Com a palavra, a presidente: “Algumas
características da tortura. No início, não tinha rotina. Não se distinguia se
era dia ou noite. Geralmente, o básico era o choque”. Ela continua: “(...) se o
interrogatório é de longa duração, com interrogador experiente, ele te bota no
pau de arara alguns momentos e depois leva para o choque, uma dor que não deixa
rastro, só te mina. Muitas vezes usava palmatória; usaram em mim muita palmatória.
Em São Paulo, usaram pouco este ‘método’”.
Bilhetes Dilma foi transferida em janeiro de 1972
para Juiz de Fora, ficando presa possivelmente no quartel da Polícia do
Exército, a 4ª Companhia da PE. Nesse ponto do depoimento, falham as memórias
do cárcere de Dilma e ela crava apenas não ter sido levada ao Departamento de
Ordem e Política Social (Dops) de BH. Como já era presa antiga, a militante
deveria ter ido a Juiz de Fora somente para ser ouvida pela auditoria da 4ª
Circunscrição Judiciária Militar (CJM). Dilma pensou que, como havia ocorrido
das outras vezes, estava vindo de São Paulo a Minas para a nova fase do
julgamento no processo mineiro. Chegando a Juiz de Fora, porém, ela afirma ter
sido novamente torturada e submetida a péssimas condições carcerárias,
possivelmente por dois meses.
Nesse
período, foi mantida na clandestinidade e jogada em uma cela, onde permaneceu
na maior parte do tempo sozinha e em outra na companhia de uma única presa,
Terezinha, de identidade desconhecida. Dilma voltou a apanhar dos agentes da
repressão em Minas porque havia a suspeita de que Estela teria organizado, no
fim de 1969, um plano para dar fuga a Ângelo Pezzuti, ex-companheiro da
organização Colina, que havia sido preso na ex-Colônia Magalhães Pinto, hoje Penitenciária
de Neves. Os militares haviam conseguido interceptar bilhetinhos trocados entre
Estela (Stela nos bilhetes, codinome de Dilma) e Cabral (Ângelo), contendo
inclusive o croqui do mapa do presídio, desenhado à mão (veja reproduções ao
lado).
Seja por
discrição ou por precaução, Dilma sempre evitou falar sobre a tortura. Não
consta o depoimento dela nos arquivos do grupo Tortura Nunca Mais, nem no livro
Mulheres que foram à luta armada, de Luiz Maklouf, de 1998. Só mais tarde, em
2003, ele conseguiria que Dilma contasse detalhes sobre a tortura que sofrera
nas prisões do Rio e de São Paulo. Em 2005, trechos da entrevista foram
publicados. Naquela época, a então ministra acabava de ser indicada para ocupar
a Casa Civil.
O
relato pessoal de Dilma, que agora se torna público, é anterior a isso. Data de
25 de outubro de 2001, quando ela ainda era secretária das Minas e Energia no
Rio Grande do Sul, filiada ao PDT e nem sonhava em ocupar a cadeira da
Presidência da República. Diante do jovem filósofo Robson Sávio, que atuava na
coordenação da Comissão Estadual de Indenização às Vítimas de Tortura (Ceivt)
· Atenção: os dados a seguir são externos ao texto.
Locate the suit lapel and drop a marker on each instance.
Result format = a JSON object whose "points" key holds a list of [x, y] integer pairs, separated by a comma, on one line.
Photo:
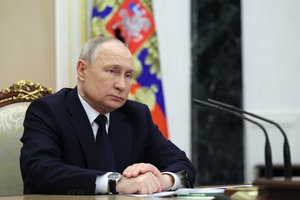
{"points": [[82, 128], [120, 133]]}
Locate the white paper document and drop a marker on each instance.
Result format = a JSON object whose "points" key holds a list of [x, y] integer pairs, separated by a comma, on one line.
{"points": [[199, 193]]}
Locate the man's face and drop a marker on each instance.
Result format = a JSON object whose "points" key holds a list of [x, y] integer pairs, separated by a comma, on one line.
{"points": [[106, 82]]}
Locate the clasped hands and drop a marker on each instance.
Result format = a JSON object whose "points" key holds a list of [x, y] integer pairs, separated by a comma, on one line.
{"points": [[143, 178]]}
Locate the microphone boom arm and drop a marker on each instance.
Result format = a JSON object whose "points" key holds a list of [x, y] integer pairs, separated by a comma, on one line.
{"points": [[286, 147], [268, 154]]}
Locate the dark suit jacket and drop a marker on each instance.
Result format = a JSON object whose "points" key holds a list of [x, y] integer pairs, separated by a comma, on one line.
{"points": [[59, 151]]}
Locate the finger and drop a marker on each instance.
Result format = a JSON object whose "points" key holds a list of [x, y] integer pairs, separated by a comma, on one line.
{"points": [[135, 169]]}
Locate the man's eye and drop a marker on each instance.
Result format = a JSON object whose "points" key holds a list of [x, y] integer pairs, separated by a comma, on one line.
{"points": [[128, 75], [111, 71]]}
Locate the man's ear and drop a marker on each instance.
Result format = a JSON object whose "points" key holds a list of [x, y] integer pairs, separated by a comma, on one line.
{"points": [[81, 68]]}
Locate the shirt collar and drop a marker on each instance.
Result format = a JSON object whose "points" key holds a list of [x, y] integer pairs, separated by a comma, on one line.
{"points": [[91, 112]]}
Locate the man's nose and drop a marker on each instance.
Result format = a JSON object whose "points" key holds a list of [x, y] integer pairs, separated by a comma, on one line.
{"points": [[120, 83]]}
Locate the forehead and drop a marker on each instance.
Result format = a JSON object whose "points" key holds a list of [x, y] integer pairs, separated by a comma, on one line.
{"points": [[114, 52]]}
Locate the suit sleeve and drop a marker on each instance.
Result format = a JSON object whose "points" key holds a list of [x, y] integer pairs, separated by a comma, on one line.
{"points": [[42, 168], [165, 155]]}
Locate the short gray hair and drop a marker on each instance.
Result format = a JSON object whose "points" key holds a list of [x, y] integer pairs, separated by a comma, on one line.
{"points": [[89, 50]]}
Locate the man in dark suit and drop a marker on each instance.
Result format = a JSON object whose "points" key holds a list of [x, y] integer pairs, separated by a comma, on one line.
{"points": [[62, 151]]}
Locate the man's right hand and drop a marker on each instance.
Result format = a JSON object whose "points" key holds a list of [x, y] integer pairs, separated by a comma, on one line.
{"points": [[146, 183]]}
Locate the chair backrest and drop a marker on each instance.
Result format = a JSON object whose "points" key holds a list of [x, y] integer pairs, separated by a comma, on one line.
{"points": [[13, 105]]}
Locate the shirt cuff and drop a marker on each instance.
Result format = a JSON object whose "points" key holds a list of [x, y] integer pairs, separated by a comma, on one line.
{"points": [[177, 183], [102, 184]]}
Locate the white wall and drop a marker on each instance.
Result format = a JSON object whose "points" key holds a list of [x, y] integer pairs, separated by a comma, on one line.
{"points": [[271, 69]]}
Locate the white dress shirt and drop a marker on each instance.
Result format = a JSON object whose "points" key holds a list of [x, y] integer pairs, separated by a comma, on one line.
{"points": [[102, 181]]}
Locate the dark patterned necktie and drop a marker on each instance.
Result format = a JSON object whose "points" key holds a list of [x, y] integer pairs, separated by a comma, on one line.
{"points": [[105, 154]]}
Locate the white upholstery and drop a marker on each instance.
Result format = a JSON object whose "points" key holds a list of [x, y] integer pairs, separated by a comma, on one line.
{"points": [[11, 130]]}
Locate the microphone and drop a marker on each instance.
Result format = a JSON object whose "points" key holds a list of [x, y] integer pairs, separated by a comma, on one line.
{"points": [[286, 146], [268, 154]]}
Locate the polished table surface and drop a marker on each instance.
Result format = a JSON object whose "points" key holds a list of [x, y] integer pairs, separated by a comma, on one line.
{"points": [[78, 197]]}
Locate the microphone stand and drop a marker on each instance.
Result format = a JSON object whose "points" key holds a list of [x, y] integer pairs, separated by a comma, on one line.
{"points": [[286, 148], [268, 155]]}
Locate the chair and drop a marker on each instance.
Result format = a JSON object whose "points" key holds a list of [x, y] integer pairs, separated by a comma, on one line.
{"points": [[13, 105]]}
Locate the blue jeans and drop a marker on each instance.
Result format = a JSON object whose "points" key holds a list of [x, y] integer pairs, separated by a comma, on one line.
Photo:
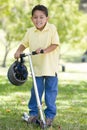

do Conedh-MG, sem remuneração, Dilma revelou pormenores das sessões de
humilhação sofridas em Minas. “O estresse é feroz, inimaginável. Descobri, pela
primeira vez, que estava sozinha. Encarei a morte e a solidão. Lembro-me do
medo quando minha pele tremeu. Tem um lado que marca a gente pelo resto da
vida”, disse.
Humilde Apesar de ser ainda apenas a secretária
das Minas e Energia, a postura de Dilma impressionou Robson: “A secretária
tinha fama de durona. Ela já chegou ao corredor com um jeito impositivo, firme,
muito decidida. À medida que foi contando os fatos no seu depoimento, ela foi
se emocionando. Nós interrompemos o depoimento e ela deixou a sala com uma
postura diferente em relação ao momento em que entrou. Saiu cabisbaixa”, conta
ele, que teve três dias de prazo para colher sete depoimentos na capital
gaúcha. Na avaliação de Robson, Dilma teve uma postura humilde para a época ao
concordar em prestar depoimento perante a comissão. “Com ou sem o depoimento
dela, a comissão iria aprovar a indenização de qualquer jeito, porque já tinha
provas suficientes. Mas a gente insistia em colher os testemunhos, pois tinha a
noção de estar fazendo algo histórico”, afirma o filósofo.